118 suggestion.id, sprintf("Evaluator function failed with error: %s", err) ...
119 )
120 rethorw(err);
121 end
122
123end
124
125
126fig = figure('Position', [0, 0, 1000, 500]);
127
128% all observed training samples
129observed = study.driver.get_observed_values();
130subplot(1, 2, 1)
131plot(observed.means,".")
132hold on;
133xline(500, '--');
134xlabel("training+control iteration")
135ylabel("observed value of Rastrigin function")
136
137%observed values during control phase
138observed_vals = [];
139
140%values that would have been observed at request time,
141%i.e. if there would be no time delay between request and
142%evaluation of suggestion
143observed_vals_at_request = [];
144
145for i = 1:length(design_points)
146 observed_vals(i) = rast( ...
147 design_points{i}(1), design_points{i}(2), phis_at_eval{i});
148 observed_vals_at_request(i) = rast( ...

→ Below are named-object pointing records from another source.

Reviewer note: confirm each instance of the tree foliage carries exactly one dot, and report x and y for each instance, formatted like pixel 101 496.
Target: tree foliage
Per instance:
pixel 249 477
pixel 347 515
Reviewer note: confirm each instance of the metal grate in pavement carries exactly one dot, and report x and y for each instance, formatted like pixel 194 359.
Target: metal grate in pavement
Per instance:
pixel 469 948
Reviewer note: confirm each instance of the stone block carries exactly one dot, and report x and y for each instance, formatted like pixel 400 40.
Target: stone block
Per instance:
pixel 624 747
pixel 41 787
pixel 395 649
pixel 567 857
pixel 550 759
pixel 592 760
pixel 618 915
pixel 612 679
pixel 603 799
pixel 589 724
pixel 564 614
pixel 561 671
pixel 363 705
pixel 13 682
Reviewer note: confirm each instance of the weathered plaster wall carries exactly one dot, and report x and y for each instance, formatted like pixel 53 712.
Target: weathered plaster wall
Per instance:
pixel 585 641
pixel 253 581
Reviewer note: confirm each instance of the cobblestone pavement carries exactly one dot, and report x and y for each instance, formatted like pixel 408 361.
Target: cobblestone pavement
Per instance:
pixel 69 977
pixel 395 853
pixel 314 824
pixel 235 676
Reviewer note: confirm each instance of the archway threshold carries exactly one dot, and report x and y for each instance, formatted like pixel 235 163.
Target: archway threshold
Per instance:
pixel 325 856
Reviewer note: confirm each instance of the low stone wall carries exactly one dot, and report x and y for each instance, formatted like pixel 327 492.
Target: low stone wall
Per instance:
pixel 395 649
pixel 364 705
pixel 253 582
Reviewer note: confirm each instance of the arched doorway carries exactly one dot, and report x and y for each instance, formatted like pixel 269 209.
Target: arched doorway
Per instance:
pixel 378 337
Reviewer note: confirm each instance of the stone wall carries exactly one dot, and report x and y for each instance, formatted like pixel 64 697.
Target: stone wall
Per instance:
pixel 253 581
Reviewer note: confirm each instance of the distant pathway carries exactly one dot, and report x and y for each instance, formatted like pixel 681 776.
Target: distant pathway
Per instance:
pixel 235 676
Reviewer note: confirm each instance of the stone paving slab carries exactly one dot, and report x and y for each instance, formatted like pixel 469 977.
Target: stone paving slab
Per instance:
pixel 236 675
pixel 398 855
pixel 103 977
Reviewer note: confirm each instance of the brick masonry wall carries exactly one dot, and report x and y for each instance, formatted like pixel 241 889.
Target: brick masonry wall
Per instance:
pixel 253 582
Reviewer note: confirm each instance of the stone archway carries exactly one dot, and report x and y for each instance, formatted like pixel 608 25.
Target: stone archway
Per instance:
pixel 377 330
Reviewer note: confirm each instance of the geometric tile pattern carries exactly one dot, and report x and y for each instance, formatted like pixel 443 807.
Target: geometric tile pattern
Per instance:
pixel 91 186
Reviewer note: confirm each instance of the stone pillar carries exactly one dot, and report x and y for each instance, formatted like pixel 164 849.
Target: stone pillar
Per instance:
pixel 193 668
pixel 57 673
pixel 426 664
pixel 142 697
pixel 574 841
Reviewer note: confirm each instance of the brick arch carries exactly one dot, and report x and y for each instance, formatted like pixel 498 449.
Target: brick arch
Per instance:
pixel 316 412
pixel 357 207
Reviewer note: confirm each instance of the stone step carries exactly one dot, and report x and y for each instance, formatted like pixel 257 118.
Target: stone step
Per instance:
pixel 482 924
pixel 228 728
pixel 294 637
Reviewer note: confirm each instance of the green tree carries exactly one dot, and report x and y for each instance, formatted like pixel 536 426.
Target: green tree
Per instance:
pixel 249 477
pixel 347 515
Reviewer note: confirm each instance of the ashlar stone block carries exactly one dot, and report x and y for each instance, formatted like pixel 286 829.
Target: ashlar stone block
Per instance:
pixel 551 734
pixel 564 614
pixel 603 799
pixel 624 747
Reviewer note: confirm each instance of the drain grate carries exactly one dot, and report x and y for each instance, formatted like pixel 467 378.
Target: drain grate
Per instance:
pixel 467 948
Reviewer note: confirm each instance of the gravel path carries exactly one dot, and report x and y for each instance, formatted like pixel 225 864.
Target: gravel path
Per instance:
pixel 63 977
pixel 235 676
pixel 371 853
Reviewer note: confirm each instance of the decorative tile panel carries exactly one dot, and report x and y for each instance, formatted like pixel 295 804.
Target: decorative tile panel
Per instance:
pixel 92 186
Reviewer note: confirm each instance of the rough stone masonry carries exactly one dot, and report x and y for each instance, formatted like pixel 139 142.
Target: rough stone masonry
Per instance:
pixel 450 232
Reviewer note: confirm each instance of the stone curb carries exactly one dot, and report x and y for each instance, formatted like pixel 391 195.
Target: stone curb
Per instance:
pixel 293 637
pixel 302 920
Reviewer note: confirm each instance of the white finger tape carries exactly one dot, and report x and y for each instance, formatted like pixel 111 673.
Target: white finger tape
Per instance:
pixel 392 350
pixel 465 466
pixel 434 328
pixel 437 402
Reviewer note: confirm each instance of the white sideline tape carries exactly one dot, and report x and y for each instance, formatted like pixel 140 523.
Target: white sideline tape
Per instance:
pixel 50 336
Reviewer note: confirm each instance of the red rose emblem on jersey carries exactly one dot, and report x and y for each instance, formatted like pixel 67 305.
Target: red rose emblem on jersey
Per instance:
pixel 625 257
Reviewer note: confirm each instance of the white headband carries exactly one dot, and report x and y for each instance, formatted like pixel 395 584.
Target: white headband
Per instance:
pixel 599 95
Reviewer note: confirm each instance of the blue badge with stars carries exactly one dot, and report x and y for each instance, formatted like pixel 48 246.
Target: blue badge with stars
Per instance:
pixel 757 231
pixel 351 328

149 design_points{i}(1), design_points{i}(2), phis_at_request{i});
150end
151
152%best value of x1-parameter depending on environment
153function val = best_x1(phi)
154 val = -phi/(2*pi);
155 if abs(phi) > pi
156 val = val + sign(phi);
157 end
158end
159
160% best possible values
161best_vals = [];
162for i = 1:length(phis_at_eval)
163 phi = phis_at_eval{i};
164 best_vals(i) = rast(best_x1(phi), 0, phi);
165end
166
167subplot(1, 2, 2)
168semilogy(observed_vals,".", 'DisplayName', 'observed values')
169hold on;
170semilogy(observed_vals_at_request,".", 'DisplayName', 'observed values if no time delay')
171semilogy(best_vals, 'DisplayName', 'best possible values')
172ylim([1e-4, 1e1])
173xlabel("control iteration")
174legend()
175saveas(fig, "training_and_control.png")
Left: During the initial training phase in the first 500 iterations, the parameter space is explored leading to small and large objective values. In the control phase, only small objective values are observed. Right: The observed values (blue dots) agree well with the lowest achievable values (green line). Most of the deviations are due to the time offset between the request of a new suggestion for a given environment value \(\phi\) and the actual evaluation of the Rastrigin function about a second later. To see this, the values that would have been observed at the time of request are shown as orange dots.